One workaround if you wish to skip erroneous rows:
First read in the file only separating according to new rows by using sep="\n"
then count the number of separators for each row and filter for the correct # of separators then collapse
the data and separate according to the true column separator. see example below.
example data:
require(data.table)
wrong <- fread("
var1|var2|var3|var4
a|1|10|TRUE
b|2|10|FALSE
c|3|10FALSE # note the missing separator between 10 and FALSE.
d|4|10|TRUE
e|5|10|TRUE",sep="\n")
count number of strings:
The are a number of ways to do this, see stringr
's ?str_count
for one:
wrong[,n_seps := str_count(wrong[[1]],fixed("|"))] # see below for explanation.

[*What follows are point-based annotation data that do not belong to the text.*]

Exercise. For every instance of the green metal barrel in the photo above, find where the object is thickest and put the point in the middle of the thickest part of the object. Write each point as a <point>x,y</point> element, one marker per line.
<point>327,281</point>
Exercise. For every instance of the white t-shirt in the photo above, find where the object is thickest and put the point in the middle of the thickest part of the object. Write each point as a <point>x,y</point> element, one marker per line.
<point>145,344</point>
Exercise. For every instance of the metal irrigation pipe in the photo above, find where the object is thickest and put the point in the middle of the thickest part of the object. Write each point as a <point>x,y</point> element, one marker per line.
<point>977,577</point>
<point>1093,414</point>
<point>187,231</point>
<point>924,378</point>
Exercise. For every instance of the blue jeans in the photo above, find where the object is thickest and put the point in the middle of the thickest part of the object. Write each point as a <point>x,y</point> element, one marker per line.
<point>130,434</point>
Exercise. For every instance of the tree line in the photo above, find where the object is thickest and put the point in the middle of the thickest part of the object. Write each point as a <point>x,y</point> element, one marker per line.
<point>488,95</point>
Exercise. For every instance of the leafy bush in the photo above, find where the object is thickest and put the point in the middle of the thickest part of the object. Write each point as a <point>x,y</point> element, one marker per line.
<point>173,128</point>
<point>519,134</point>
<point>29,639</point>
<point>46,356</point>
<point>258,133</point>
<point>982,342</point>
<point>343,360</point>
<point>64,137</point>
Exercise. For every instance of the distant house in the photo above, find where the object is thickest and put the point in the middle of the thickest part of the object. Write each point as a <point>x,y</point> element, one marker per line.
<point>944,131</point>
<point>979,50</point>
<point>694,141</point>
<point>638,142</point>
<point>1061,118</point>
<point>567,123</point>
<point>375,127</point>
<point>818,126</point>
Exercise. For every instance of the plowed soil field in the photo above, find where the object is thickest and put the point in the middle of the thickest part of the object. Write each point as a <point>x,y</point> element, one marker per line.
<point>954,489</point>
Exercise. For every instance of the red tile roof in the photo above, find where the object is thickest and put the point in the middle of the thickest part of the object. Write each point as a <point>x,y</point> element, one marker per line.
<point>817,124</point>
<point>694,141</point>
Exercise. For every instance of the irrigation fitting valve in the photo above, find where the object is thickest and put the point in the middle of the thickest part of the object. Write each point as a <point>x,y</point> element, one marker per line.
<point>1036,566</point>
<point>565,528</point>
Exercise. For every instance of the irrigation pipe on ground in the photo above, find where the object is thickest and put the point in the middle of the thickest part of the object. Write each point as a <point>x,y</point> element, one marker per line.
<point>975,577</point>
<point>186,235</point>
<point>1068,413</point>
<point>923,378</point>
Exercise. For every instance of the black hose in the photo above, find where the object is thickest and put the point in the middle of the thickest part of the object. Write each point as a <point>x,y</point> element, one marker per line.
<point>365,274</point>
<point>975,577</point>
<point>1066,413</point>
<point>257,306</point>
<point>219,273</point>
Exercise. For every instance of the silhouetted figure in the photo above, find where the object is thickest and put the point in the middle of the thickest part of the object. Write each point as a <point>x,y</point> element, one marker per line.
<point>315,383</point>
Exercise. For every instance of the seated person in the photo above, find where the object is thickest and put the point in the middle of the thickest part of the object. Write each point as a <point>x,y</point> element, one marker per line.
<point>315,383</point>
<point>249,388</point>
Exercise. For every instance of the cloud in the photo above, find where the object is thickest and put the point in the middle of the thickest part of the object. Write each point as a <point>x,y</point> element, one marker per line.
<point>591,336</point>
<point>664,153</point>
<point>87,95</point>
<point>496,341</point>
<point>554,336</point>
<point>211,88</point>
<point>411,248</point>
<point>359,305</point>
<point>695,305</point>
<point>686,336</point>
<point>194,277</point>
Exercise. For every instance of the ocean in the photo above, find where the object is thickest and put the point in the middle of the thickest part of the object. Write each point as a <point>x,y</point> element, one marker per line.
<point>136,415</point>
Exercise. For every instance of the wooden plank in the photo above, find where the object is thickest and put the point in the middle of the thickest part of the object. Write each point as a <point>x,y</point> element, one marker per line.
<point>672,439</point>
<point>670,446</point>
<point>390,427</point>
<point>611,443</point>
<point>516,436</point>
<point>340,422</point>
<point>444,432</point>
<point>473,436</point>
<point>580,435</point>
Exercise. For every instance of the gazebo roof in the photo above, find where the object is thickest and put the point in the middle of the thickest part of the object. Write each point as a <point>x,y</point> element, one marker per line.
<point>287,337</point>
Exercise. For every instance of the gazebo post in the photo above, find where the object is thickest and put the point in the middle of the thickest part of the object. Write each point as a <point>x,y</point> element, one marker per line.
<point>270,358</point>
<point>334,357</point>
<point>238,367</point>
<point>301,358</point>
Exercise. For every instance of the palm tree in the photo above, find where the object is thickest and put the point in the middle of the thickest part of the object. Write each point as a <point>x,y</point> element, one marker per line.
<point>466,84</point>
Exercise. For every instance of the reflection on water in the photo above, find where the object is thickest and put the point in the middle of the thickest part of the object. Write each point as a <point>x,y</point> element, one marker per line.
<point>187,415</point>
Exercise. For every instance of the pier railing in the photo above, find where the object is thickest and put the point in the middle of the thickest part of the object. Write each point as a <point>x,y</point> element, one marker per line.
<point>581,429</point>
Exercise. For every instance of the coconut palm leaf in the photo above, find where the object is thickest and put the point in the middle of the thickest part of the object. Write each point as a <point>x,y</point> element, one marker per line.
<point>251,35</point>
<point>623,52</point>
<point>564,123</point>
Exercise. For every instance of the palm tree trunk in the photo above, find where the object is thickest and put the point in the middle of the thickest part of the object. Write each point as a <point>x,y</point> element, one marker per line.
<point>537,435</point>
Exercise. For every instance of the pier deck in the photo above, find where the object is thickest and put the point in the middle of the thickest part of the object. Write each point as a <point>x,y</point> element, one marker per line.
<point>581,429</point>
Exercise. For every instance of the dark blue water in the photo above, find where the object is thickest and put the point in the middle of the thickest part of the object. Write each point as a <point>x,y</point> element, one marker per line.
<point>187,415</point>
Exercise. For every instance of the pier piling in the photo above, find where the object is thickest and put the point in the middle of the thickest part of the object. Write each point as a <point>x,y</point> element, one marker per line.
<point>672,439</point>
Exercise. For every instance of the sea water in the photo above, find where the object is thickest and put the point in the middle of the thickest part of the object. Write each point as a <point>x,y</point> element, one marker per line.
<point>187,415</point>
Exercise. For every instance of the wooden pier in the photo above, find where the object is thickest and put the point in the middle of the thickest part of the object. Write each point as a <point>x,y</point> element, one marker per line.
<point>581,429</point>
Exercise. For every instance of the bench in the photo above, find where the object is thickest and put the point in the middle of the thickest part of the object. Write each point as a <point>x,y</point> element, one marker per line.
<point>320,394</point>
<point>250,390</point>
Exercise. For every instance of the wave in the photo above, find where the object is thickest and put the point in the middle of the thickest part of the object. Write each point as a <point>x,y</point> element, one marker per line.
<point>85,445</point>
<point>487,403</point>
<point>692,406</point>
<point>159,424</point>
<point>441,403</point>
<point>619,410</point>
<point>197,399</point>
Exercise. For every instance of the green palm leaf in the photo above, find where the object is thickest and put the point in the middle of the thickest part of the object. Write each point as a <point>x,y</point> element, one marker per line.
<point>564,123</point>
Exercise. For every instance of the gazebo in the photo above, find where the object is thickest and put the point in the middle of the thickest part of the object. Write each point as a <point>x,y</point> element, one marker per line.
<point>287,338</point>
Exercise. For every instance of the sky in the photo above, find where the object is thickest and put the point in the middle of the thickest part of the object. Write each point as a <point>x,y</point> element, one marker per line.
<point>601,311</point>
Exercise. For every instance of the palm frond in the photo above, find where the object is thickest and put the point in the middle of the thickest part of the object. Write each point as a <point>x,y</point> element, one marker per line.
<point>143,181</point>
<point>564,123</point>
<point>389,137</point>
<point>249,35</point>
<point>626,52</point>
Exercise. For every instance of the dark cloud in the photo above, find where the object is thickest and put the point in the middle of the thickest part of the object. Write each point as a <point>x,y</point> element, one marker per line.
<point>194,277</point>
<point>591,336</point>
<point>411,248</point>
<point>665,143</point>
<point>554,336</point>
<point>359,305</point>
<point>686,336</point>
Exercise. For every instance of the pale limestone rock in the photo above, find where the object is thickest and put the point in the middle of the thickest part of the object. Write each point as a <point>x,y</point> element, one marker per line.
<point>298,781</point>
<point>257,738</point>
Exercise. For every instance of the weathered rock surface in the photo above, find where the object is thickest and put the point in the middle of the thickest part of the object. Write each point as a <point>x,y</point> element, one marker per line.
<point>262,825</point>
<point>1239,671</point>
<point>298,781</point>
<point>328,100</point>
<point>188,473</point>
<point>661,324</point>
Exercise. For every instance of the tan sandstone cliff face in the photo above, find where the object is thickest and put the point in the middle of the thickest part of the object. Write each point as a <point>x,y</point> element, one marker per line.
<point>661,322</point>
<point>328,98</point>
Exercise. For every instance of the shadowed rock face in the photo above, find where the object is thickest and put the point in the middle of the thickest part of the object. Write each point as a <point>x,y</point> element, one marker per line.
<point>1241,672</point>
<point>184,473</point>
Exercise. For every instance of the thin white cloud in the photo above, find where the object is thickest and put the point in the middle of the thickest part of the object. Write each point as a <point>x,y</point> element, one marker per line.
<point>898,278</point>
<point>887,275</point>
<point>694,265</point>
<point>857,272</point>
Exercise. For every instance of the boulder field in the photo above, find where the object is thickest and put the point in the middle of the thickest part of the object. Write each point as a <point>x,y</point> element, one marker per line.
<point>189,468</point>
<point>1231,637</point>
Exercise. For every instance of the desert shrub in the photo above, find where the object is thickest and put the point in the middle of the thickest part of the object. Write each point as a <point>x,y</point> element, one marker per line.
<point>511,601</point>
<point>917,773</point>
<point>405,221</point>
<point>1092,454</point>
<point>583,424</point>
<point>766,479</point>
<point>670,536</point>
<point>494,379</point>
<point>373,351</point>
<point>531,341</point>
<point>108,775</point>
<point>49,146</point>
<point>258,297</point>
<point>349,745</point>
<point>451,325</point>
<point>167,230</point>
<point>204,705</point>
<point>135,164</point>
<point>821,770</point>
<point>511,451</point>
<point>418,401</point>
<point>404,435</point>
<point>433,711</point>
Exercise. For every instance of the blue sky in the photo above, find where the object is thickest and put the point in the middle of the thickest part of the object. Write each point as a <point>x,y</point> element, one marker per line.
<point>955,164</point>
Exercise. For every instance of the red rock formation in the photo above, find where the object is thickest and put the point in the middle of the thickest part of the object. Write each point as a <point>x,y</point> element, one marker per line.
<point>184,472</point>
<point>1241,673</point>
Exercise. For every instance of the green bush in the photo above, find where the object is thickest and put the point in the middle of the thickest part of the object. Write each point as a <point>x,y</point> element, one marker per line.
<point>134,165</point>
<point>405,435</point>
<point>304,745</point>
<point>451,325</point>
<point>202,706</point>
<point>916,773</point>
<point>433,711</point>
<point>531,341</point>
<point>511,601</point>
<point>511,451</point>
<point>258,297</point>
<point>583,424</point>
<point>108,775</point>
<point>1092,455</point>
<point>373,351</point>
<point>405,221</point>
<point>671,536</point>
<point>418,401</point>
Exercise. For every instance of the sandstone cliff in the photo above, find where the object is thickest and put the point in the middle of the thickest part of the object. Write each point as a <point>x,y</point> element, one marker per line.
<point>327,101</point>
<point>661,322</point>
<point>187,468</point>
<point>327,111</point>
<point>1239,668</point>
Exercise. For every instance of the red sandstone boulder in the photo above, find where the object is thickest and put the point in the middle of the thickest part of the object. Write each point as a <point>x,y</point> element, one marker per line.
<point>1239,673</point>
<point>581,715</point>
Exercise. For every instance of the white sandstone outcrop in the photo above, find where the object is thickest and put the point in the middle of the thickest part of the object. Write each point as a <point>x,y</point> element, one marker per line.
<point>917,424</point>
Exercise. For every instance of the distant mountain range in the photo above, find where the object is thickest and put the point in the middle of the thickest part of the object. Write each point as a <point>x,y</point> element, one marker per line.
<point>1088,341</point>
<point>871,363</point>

Or with some simplifying assumptions via an rcpp
analogue:
If the separator is a single character (which it usually is) then I have found the simple function below to be most efficient. It is written is c++
and exported to R
via the Rcpp
package's sourceCpp()
workhorse.
in a seperate "helpers.cpp" file
#include <Rcpp.h>
#include <algorithm>
#include <string>
using namespace Rcpp;
using namespace std;
// [[Rcpp::export]]
NumericVector v_str_count_cpp(CharacterVector x, char y) {
int n = x.size();
NumericVector out(n);
for(int i = 0; i < n; ++i) {
out[i] = std::count(x[i].begin(), x[i].end(), y);
}
return out;
}
New column with counts:
We then apply the function to count the number of occurences of |
for each row and return the results
in a new column called n_seps
.
wrong[,n_seps := apply(wrong,1,v_str_count_cpp,"|")]
Now wrong
looks like:
> wrong
var1|var2|var3|var4 n_seps
1: a|1|10|TRUE 3
2: b|2|10|FALSE 3
3: c|3|10FALSE 2
4: d|4|10|TRUE 3
5: e|5|10|TRUE 3
now filter for the nice rows and collapse it back:
collapsed <- paste0( wrong[n_seps == 3][[1]], collapse = "\n" )
and lastly read it back with the proper separator:
correct <- fread(collapsed,sep="|")
which looks like:
> correct
V1 V2 V3 V4
1: a 1 10 TRUE
2: b 2 10 FALSE
3: d 4 10 TRUE
4: e 5 10 TRUE
Hope this helps.